At least once a week, she'll deviate from her diet plan with a favourite food like frozen yogurt or sushi. While she's not a big drinker, she'll still indulge every once and a while.
And now, instead of feeling guilty over every calorie she consumes, Abby sees each meal as an opportunity to fuel her body to be stronger — physically and mentally.
So it's a good thing Abby's recovery team also helped her overhaul her fitness routine, which, when she wasn't healthy, once involved doing up to two hours of cardio per day. Abby cut back to two shorter cardio sessions per week, tacking on four weightlifting sessions during which she began lifting as heavy as possible without feeling like she'd have to compromise her form until the end of an exercise set.
Once she started lifting heavy — something she'd always avoided out of fear it'd bulk her up — her body changed in a surprising way. Instead of inflating her whole body, she noticed her butt lifting while her waist was getting smaller for an overall hourglass effect.
Now, Abby spends an hour at the gym four times per week. She'll spend one day working her back and biceps, one day working on her shoulders and triceps, and two days working on her lower body, practicing standard moves like weighted squats, deadlifts, step-ups, hip thrusters, and calf raises.
Her strategy is to use a slow and controlled pace when releasing weights on exercises involving contractions.

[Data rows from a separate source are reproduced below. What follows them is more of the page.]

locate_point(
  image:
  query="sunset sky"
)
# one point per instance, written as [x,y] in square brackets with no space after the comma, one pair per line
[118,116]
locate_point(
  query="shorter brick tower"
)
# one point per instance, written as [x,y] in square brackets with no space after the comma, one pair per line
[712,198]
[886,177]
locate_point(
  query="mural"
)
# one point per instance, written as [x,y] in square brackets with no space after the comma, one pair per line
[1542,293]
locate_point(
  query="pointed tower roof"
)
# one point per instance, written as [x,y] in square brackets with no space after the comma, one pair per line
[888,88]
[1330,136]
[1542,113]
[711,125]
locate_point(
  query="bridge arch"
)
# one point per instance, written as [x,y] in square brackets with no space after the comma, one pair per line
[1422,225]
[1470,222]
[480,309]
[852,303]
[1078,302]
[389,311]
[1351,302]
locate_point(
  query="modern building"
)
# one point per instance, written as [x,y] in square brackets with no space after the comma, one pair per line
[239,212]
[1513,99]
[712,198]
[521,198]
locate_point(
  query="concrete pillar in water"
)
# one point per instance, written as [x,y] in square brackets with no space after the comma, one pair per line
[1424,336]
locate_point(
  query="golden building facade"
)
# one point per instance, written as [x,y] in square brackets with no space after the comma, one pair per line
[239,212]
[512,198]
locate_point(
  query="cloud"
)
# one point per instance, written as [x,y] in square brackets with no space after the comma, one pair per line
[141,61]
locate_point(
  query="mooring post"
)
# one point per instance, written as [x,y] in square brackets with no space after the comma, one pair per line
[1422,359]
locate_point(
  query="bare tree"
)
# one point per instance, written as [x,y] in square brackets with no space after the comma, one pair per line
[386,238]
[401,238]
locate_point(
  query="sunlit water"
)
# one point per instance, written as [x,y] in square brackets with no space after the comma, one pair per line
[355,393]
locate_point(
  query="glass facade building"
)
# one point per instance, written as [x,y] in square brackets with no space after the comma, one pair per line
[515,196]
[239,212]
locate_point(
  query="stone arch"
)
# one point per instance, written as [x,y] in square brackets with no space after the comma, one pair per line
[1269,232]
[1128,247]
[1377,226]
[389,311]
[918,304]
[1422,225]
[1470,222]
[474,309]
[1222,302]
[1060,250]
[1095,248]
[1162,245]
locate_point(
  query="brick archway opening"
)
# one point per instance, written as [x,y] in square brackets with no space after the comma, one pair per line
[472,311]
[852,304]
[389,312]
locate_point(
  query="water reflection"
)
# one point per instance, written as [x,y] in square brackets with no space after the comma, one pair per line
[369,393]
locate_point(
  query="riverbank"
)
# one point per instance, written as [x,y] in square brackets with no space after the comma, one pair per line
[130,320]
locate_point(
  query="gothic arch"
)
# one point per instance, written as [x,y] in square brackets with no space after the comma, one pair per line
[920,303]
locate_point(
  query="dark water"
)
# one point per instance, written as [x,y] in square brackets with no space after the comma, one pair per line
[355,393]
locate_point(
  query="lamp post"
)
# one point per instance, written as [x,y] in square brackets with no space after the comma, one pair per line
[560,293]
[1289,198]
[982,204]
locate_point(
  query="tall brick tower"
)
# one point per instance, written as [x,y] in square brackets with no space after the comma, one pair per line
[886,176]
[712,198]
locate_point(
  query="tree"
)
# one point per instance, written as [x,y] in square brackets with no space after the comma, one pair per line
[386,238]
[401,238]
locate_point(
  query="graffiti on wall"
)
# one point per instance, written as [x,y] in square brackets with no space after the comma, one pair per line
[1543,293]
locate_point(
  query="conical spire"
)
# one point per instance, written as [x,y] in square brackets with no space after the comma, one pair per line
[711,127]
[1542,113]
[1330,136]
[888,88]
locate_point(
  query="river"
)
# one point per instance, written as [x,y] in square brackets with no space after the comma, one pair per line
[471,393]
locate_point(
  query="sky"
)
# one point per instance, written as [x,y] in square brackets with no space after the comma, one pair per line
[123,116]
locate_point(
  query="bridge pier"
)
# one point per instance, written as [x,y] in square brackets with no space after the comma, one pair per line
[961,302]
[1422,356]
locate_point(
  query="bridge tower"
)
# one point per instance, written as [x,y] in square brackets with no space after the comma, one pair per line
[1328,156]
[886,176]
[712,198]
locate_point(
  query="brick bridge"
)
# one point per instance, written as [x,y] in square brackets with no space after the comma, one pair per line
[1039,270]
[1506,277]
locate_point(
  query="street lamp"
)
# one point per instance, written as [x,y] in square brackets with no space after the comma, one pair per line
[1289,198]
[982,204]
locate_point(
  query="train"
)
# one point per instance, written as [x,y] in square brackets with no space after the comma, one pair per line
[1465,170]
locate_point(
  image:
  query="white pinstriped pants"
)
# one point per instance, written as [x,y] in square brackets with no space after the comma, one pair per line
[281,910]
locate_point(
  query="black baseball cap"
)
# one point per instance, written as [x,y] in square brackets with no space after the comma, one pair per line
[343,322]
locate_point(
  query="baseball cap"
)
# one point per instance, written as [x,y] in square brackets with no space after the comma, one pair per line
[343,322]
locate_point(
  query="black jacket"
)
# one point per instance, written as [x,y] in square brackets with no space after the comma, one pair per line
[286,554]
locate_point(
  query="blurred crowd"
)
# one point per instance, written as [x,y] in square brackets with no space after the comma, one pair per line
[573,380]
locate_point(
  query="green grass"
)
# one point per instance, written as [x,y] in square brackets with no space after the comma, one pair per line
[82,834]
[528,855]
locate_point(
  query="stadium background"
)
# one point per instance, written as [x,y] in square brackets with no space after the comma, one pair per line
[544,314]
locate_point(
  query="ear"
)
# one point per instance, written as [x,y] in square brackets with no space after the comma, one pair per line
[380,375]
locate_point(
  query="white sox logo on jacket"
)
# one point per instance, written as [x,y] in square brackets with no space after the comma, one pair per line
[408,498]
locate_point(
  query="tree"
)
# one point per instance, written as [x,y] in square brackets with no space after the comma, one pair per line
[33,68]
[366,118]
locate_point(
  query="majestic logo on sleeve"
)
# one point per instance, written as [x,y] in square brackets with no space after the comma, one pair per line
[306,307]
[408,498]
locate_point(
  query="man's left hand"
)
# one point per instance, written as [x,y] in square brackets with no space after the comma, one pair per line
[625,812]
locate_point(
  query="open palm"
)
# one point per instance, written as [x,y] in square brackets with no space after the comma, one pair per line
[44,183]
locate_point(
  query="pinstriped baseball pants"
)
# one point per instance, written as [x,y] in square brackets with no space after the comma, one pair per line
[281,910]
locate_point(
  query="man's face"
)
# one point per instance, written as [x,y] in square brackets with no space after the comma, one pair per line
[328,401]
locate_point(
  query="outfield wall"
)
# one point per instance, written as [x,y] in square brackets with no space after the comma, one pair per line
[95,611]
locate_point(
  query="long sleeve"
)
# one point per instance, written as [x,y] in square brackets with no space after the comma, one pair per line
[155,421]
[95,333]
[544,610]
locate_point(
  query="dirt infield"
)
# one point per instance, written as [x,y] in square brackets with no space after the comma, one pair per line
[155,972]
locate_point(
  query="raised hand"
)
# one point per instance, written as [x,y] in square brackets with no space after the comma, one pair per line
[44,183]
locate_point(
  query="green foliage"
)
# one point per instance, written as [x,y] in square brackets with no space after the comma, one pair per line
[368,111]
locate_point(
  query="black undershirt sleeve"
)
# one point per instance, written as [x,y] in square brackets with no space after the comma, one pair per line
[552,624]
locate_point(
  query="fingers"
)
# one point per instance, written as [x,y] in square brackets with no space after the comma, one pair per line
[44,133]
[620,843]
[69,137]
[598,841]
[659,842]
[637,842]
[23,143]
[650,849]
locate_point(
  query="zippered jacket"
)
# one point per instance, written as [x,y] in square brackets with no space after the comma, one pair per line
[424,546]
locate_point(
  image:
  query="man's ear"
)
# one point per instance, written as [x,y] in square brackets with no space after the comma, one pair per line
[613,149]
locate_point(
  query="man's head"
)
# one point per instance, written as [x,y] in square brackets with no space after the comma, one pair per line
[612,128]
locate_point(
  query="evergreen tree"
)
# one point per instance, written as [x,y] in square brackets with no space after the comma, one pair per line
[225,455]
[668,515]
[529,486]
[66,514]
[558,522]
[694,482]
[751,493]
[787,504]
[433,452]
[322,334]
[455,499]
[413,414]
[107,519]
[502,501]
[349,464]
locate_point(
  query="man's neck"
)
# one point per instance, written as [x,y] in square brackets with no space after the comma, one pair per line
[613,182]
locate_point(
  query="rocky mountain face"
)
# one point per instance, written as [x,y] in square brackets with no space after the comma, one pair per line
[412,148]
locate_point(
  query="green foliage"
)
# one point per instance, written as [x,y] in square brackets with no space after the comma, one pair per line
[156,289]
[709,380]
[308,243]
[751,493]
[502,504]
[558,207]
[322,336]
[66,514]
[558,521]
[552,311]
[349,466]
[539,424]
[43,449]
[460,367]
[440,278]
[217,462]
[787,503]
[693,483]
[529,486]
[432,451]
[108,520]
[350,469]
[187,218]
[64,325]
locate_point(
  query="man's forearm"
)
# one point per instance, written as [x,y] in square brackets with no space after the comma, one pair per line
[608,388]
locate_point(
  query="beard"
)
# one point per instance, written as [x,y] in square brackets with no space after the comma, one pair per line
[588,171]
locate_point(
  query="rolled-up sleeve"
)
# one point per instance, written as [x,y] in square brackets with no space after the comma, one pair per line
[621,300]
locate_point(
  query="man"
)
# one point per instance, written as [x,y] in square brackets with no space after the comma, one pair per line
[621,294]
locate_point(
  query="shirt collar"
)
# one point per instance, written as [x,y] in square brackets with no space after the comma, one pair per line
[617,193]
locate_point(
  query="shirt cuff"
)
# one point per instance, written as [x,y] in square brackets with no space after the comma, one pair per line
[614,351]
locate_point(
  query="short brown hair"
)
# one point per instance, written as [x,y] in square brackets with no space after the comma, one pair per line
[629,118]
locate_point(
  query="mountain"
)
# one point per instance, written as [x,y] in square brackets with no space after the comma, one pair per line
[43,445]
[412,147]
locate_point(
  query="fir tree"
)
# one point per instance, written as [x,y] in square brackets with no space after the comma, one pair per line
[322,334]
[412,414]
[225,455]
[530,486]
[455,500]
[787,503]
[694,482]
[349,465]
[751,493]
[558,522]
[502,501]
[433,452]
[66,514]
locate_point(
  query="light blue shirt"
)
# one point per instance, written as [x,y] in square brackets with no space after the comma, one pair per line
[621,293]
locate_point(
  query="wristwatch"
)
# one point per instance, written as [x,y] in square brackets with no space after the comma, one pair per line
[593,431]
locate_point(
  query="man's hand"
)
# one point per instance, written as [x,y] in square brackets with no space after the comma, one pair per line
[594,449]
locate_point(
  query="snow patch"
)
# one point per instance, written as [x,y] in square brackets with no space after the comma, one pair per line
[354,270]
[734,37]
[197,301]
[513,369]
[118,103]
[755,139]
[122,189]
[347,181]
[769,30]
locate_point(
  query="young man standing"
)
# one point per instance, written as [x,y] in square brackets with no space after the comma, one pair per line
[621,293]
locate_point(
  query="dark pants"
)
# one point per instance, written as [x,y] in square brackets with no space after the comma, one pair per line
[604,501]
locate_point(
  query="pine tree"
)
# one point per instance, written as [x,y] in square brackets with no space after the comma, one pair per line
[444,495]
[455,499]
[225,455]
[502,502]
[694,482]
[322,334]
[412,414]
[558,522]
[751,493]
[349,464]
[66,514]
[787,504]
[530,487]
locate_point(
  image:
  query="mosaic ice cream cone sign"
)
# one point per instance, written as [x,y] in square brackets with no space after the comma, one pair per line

On a bicep curl, for instance, that means spending 4 to 6 seconds bringing the weight down from its highest position.
She sometimes tacks on 30 minutes of cardio, but only after she's spent the bulk of the day on her butt. She has less time for the gym now because she works long hours on her company, TransformNation, a motivational education platform.
And if you're wondering if her new diet and weight-lifting plan led to weight gain? The answer is, yes it did. At 5 feet 7 inches, Abby weighs 152 pounds — a number that once shocked her since she used to worry when she fluctuated above 125 pounds. But now, that doesn't scare her in the slightest, particularly since she feels more athletic and happier than ever before.
Now Abby's priority is to help others kick-start their own fitness journeys."Transformation does not come from finding the 'perfect' moment, training plan, or diet," she says. "It comes from taking action and choosing to learn through your failures, rather than give up." And she'd know.